Wednesday, June 13, 2012

Humility

In my experience, the most successful organizations are those that are humble.  Successful organizations are smart enough to know what they don't know and are also humble enough to consider that others may know better than they do.

I can think of two recent examples of this:

1) I was recently on an email thread where some individuals from the federal government were discussing the capabilities of the federal government analytically.  After much chest beating and boastfulness, someone wondered aloud if the private sector may also have some interesting and unique capabilities analytically.  I've worked in both the federal sector and the private sector, and that statement may very well take the prize for the understatement of the year award.  If I were still in the federal sector, I would assume that others were better analytically until I found out otherwise, and moreover, I would try to learn from them.  The attitude in the government appears to be the opposite, and in my experience, is unjustified.  It's a shame really.

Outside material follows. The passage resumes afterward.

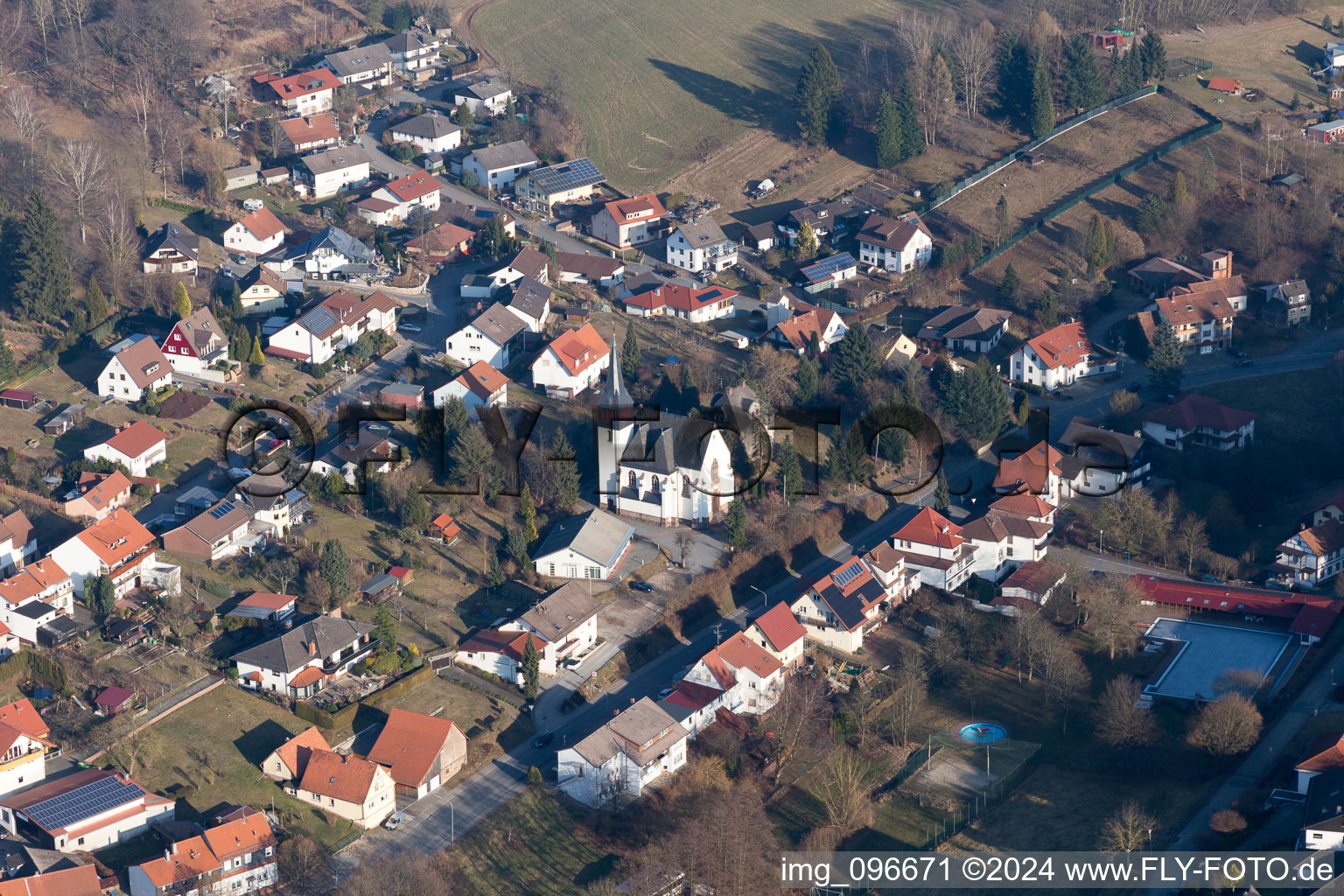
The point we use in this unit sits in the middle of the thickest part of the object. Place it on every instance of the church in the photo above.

2) I recently witnessed a vendor pitch gone horribly wrong.  Although the vendor was explicitly told several times what the customer was looking for, the vendor chose to decide for itself what it wanted to sell the customer.  The result was downright embarrassing and painful to watch.  A catastrophic miscalculation?  Sure.  But a little humility and willingness to actually listen to the customer could have gone a long way towards avoiding what turned out to be a dead end and waste of everyone's time.

A little humility can go a long way.